Sometimes silos are good. Although more and more I’m seeing them as barriers to real success. There’s a lot of buzz lately around the “swim lane” concept where you focus on tasks and areas of responsibility within defined areas of expertise. Seems great in concept because you can do your area to the best of your abilities and get that much further by not worrying about “the other stuff.”
Have you ever made spaghetti where the noodles didn’t intermingle?
I find it valuable when I go into a Barne’s & Noble and they have the books broken down by type. It would be very frustrating to walk up to a shelf and see General Fiction mixed with Romance mixed with Sci Fi and not be able to find what you are really looking for. That sounds like a frustrating trip. But what they’ve really done is make it easy to search – they aren’t breaking down tasks into manageable silos, they are simply distributing it more aligned with what the customer wants to see.

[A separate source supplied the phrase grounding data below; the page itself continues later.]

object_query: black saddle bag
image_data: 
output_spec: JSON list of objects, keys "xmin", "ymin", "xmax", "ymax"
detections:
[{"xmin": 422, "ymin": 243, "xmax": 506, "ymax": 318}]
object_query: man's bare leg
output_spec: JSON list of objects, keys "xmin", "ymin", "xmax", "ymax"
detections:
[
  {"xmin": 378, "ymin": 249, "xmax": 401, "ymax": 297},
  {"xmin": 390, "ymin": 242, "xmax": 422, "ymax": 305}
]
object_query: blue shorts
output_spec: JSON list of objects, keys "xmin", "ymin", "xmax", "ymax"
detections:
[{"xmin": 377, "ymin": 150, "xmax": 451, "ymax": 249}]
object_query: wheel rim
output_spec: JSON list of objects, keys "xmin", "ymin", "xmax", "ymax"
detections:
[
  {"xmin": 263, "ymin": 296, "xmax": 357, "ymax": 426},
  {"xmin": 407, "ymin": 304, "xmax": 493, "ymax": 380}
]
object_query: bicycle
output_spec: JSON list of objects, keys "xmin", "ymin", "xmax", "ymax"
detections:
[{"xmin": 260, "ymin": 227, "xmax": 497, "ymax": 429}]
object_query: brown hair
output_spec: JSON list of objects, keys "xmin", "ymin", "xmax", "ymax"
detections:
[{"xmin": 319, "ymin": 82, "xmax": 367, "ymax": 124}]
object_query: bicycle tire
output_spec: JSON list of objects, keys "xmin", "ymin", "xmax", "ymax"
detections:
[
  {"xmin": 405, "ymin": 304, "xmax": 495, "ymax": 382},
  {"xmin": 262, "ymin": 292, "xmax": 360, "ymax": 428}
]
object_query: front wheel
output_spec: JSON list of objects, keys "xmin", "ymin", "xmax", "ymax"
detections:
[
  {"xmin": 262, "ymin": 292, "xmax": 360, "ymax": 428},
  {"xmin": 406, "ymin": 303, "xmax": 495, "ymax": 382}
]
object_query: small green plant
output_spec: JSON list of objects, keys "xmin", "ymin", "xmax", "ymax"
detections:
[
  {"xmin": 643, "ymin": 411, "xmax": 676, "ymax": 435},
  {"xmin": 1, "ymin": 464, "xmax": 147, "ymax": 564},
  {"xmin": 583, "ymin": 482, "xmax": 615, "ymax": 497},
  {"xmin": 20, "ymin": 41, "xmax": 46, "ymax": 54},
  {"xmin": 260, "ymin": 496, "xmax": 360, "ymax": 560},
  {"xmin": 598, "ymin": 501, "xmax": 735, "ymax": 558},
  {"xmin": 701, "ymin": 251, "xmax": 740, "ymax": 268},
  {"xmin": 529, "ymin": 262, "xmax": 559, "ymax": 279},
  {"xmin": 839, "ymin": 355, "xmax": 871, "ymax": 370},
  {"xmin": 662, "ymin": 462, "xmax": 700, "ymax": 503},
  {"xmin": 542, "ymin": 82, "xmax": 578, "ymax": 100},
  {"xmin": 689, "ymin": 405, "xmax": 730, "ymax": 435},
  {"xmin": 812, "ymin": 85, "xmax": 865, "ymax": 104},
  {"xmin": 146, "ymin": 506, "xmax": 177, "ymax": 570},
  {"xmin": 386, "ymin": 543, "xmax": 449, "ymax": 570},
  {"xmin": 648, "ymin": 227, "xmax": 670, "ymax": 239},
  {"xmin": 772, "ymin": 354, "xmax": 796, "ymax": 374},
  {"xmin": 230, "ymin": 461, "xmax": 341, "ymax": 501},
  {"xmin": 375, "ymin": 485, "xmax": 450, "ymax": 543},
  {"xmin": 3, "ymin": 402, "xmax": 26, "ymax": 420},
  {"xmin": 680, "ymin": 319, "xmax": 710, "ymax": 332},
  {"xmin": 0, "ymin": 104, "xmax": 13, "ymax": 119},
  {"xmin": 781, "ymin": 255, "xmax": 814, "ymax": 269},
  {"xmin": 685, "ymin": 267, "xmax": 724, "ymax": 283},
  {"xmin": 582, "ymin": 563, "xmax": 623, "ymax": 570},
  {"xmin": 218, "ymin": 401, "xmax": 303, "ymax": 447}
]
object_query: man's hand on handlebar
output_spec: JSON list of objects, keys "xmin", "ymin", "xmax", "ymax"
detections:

Back to the spaghetti. It would be annoying to have all components neatly organized on a plate in a separated manner. Imagine needing to manually build each bite you are going to take with all components. Talk about the opposite of efficient. However, the creation of that spaghetti was each component individually and then brought together at the end.
So what’s the point? Swim lanes are great but they need to connect at the start, middle and/or end. At some point you have to bring it together – and that point of connection should be where ever the CUSTOMER wants it to be, not where you want it. The market will always tell you what you should be doing; you just have to listen.